Last year, we saw Ab Fab revived for the social media generation as we were finally blessed with Absolutely Fabulous: The Movie but, as we watched Pats and Eddie navigating life in the digital age while still living it large, we couldn't help but feel it was all a bit out of touch, simply because most people don't live – or strive to live – Ab Fab-style any more. For our generation, getting wrecked doesn't give you a badge of honour – it's better to keep your shit together, surely, so you can take a flawless selfie. Even musicians, who used to be the ultimate hedonists, are more likely to be photographed leaving the gym, green juice in hand, than they are to be photographed falling out of clubs.
Back in 2013, the older generations were shook when a study was published revealing just how more grown up – or, in some minds, boring – the younger generation was behaving. Instances of teenage binge-drinking, drug-taking and smoking were dramatically lower than they were back in the early noughties (with the latter being at its lowest since 1982) and teen pregnancy rates were down. To follow-up, 24-year-old Rachael Dove wrote a divisive piece for The Telegraph, explaining why her generation were 'squares,' in which she revealed: "I don't even drink caffeine as I can’t handle how it makes me feel."
For some, Dove's reaction might be a little severe (I'm 23 and, rest assured, I'm constantly caffeinated... coming to think of it, though, I'm also constantly anxious, so maybe she's onto something). For others, it makes a lot of sense. As anyone in their early 20s will know, the job market is hugely competitive – and, thanks to social media, recruiters can now easily snoop on our social media profiles, meaning we need to be extra careful about our online presences. For those hoping to bag a position in the creative industries, navigating job searches in the digital age boils down to more than deleting embarrassing photos from Leeds/Reading Festival 2009; it also means curating a solid online persona, be it through a carefully crafted portfolio, a thoughtful blog or even an artful Instagram feed. This is a job in itself.

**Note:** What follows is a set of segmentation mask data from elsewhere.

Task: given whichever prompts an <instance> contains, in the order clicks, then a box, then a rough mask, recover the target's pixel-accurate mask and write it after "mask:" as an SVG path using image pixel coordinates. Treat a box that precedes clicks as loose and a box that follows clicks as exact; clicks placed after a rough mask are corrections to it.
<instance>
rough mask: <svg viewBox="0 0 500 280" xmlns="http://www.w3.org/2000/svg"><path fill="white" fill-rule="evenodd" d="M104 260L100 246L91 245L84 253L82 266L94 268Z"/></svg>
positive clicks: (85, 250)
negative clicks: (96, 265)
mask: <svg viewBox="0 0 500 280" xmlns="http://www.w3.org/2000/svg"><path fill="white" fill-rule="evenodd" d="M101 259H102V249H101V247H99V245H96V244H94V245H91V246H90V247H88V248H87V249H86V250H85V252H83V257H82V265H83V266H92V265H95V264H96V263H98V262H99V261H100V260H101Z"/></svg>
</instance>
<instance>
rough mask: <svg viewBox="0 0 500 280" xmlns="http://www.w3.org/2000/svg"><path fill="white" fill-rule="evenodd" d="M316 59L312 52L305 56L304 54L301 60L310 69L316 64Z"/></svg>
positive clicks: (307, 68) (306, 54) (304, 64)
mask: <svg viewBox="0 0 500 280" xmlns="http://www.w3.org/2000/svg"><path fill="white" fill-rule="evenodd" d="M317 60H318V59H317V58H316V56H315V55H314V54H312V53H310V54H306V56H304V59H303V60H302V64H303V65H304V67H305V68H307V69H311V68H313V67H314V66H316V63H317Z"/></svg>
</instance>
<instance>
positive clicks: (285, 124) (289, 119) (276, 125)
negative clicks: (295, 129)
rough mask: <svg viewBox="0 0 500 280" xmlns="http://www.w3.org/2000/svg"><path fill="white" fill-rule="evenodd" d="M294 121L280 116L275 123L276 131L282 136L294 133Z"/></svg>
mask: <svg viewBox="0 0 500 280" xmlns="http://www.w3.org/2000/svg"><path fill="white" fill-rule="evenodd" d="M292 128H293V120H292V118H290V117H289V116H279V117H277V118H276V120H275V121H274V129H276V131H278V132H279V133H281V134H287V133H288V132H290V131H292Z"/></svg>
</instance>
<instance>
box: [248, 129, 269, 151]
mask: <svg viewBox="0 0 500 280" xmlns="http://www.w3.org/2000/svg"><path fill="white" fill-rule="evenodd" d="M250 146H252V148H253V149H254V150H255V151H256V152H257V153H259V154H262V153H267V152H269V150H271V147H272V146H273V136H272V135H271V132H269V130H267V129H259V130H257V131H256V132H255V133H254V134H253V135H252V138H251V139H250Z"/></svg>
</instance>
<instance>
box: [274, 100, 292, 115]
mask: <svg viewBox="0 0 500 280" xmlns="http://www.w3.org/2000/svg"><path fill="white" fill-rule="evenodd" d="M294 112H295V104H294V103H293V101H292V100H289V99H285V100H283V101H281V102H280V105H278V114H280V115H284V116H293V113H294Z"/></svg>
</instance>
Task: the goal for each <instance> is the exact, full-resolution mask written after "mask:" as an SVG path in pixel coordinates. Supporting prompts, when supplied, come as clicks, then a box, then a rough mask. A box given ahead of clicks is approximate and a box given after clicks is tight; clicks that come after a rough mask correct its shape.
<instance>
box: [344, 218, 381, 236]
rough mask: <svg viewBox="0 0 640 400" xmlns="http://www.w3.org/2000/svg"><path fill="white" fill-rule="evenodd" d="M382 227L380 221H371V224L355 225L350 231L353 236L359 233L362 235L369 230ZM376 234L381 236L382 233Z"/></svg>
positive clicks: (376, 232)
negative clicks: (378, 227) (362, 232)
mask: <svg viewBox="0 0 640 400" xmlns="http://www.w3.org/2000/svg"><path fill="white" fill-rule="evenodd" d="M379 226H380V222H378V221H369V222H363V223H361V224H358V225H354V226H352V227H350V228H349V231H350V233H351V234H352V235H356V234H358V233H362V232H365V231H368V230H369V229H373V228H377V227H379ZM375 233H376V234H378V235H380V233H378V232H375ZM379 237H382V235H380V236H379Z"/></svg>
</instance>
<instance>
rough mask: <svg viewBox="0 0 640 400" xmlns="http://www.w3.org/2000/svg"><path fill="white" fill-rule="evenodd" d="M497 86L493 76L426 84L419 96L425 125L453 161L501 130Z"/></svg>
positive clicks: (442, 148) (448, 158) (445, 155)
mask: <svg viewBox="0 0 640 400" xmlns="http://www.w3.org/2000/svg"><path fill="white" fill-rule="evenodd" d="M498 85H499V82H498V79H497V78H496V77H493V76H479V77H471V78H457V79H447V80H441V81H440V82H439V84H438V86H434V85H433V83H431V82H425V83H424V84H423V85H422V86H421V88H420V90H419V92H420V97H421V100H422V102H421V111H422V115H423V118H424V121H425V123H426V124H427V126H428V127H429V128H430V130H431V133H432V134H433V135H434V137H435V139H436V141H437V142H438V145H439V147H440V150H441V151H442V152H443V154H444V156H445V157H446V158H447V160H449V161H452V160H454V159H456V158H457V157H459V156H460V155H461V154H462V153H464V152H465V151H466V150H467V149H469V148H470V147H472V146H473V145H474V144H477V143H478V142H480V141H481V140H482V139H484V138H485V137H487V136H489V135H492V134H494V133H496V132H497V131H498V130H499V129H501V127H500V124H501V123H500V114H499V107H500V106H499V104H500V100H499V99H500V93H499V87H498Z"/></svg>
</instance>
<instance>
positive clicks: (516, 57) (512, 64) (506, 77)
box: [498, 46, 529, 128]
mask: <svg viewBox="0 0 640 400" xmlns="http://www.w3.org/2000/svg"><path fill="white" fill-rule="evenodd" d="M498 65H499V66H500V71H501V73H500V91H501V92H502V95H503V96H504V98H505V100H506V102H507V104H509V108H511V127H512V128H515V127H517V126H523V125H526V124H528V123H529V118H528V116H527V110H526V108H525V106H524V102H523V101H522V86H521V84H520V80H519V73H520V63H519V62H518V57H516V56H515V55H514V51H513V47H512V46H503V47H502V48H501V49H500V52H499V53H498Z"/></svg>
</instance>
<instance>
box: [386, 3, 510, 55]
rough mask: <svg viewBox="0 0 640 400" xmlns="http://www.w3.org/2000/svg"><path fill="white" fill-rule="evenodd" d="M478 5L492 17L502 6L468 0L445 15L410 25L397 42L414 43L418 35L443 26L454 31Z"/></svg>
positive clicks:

The other reason for being 'sensible' relates to finances. To reiterate the above, jobs are so much harder than ever to find right now. It doesn't help that everyone is highly educated, making competition for entry-level jobs terribly fierce – I've friends who've graduated from Russell Group universities who are still working in supermarkets and bars. To add insult to injury, we also have the 'great Northern brain drain', which is forcing young graduates to move to London. Moving to London means more opportunities – work-wise, social-wise, culture-wise – but also much more rent. Young people are overqualified, overworked and underpaid, struggling to make ends meet in a city that's supposedly full of promises, but often ends up eating away at your soul.

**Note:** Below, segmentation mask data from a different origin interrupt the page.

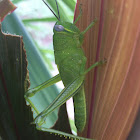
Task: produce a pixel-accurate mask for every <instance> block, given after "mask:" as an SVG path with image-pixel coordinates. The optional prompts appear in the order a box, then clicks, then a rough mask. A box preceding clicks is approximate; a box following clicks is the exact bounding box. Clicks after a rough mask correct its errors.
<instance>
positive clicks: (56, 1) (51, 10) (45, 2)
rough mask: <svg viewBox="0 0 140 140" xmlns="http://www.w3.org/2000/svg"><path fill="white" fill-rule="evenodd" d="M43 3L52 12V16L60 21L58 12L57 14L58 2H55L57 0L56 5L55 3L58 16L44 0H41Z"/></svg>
mask: <svg viewBox="0 0 140 140" xmlns="http://www.w3.org/2000/svg"><path fill="white" fill-rule="evenodd" d="M42 1H43V2H44V3H45V5H46V6H47V7H48V8H49V9H50V11H51V12H52V13H53V14H54V16H55V17H56V18H57V19H58V20H59V21H60V14H59V9H58V4H57V1H56V0H55V1H56V5H57V10H58V16H57V15H56V14H55V13H54V11H53V10H52V9H51V8H50V6H49V5H48V4H47V3H46V2H45V0H42Z"/></svg>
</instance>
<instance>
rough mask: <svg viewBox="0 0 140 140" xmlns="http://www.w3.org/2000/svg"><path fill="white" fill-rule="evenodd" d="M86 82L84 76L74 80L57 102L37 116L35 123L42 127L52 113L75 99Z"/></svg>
mask: <svg viewBox="0 0 140 140" xmlns="http://www.w3.org/2000/svg"><path fill="white" fill-rule="evenodd" d="M83 81H84V76H83V75H81V76H79V77H77V78H76V79H75V80H73V81H72V82H71V83H70V84H69V85H68V86H67V87H65V88H64V89H63V90H62V91H61V92H60V93H59V95H58V96H57V97H56V98H55V100H54V101H53V102H52V103H51V104H50V105H49V106H48V107H47V108H46V109H45V110H44V111H42V112H41V113H40V114H39V115H37V116H36V118H35V120H34V123H35V124H38V126H41V125H42V124H43V123H44V121H45V119H46V117H47V116H48V115H49V114H50V113H52V112H53V111H54V110H55V109H56V108H58V107H60V106H61V105H63V104H64V103H65V102H66V101H67V100H68V99H69V98H71V97H73V96H74V95H75V94H76V93H77V92H78V91H79V90H80V89H81V87H82V85H83Z"/></svg>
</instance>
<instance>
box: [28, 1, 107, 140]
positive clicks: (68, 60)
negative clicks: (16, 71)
mask: <svg viewBox="0 0 140 140" xmlns="http://www.w3.org/2000/svg"><path fill="white" fill-rule="evenodd" d="M55 1H56V5H57V11H58V16H57V15H56V14H55V13H54V12H53V10H52V9H51V8H50V7H49V6H48V4H47V3H46V2H45V1H44V0H43V2H44V3H45V4H46V6H47V7H48V8H49V9H50V10H51V11H52V13H53V14H54V16H55V17H56V18H57V19H58V21H57V22H56V24H55V25H54V28H53V32H54V35H53V46H54V55H55V63H56V64H57V67H58V70H59V74H58V75H56V76H54V77H52V78H51V79H49V80H48V81H46V82H44V83H43V84H41V85H39V86H37V87H35V88H33V89H29V90H28V91H27V92H26V93H25V99H26V101H27V102H28V103H29V104H30V106H31V107H32V108H33V109H34V110H35V111H36V112H37V114H38V111H37V109H36V107H35V106H34V105H33V103H32V102H31V101H30V99H29V97H32V96H34V95H35V94H36V93H37V92H38V91H40V90H41V89H43V88H46V87H49V86H51V85H53V84H55V83H57V82H59V81H60V80H62V82H63V84H64V86H65V88H64V89H63V90H62V91H61V92H60V94H59V95H58V96H57V97H56V98H55V100H54V101H53V102H52V103H51V104H50V105H49V106H48V107H47V108H46V109H45V110H43V111H42V112H41V113H40V114H38V115H37V116H36V117H35V119H34V123H35V124H37V127H38V129H40V128H41V125H42V124H43V123H44V122H45V119H46V117H47V116H48V115H49V114H50V113H52V112H53V111H54V110H55V109H56V108H58V107H60V106H61V105H63V104H64V103H65V102H66V101H67V100H68V99H70V98H71V97H73V100H74V111H75V125H76V128H77V130H78V131H79V132H81V131H83V129H84V127H85V125H86V101H85V93H84V79H85V75H86V74H87V73H88V72H89V71H90V70H91V69H92V68H94V67H96V66H99V65H101V64H103V63H104V61H99V62H96V63H95V64H93V65H92V66H91V67H89V68H88V69H87V70H86V69H85V65H86V61H87V58H86V56H85V54H84V52H83V50H82V48H81V46H82V43H83V39H84V34H85V33H86V32H87V31H88V30H89V29H90V28H91V27H92V26H93V25H94V24H95V23H96V21H97V20H96V19H95V20H94V21H93V22H91V24H90V25H89V26H88V27H87V28H86V29H85V30H84V31H82V32H81V31H80V30H79V29H78V28H77V27H76V25H75V24H76V22H77V21H78V20H79V18H80V17H81V15H82V11H81V10H80V14H79V16H78V18H77V19H76V20H75V22H74V23H73V24H72V23H69V22H65V21H61V18H60V14H59V8H58V4H57V0H55ZM42 129H43V128H42ZM42 129H41V130H42ZM44 131H48V132H52V133H59V134H60V133H61V134H63V133H62V132H58V131H56V130H52V129H47V128H46V129H45V128H44ZM65 135H67V134H65ZM74 138H76V136H74ZM77 138H78V139H82V138H79V137H77ZM84 139H85V138H84Z"/></svg>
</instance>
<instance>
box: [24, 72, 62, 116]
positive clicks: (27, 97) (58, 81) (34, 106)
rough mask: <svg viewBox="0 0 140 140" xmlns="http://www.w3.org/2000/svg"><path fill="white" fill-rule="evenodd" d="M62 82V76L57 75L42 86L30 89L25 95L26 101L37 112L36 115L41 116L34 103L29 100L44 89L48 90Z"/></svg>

There's a great moment in Ab Fab in which Saffy tells Eddy, "I'm sorry, Mum, but I've never seen what you actually do." To which Eddy replies, "PR! I PR things! People! Places! Concepts." The series depicted life in PR as flippant and mindless – full of drugs, drink and drama – but that was the 80s. Now, it takes at least three unpaid internships, post-graduation, to get your foot on the ladder in PR. And once you've bagged that elusive 'graduate job', you can expect a circa-£16k salary. Today's cuthroat career landscape means that most self-respecting 20-somethings wouldn't dream of calling in sick, Patsy Stone-style, because they were hungover. The older generations laugh at us young'uns, saying we have no grip on reality and labelling us as oversensitive 'snowflakes'. To which we would respond: try walking a mile in our shoes. Because only then then can you tell us that we have nothing to complain about.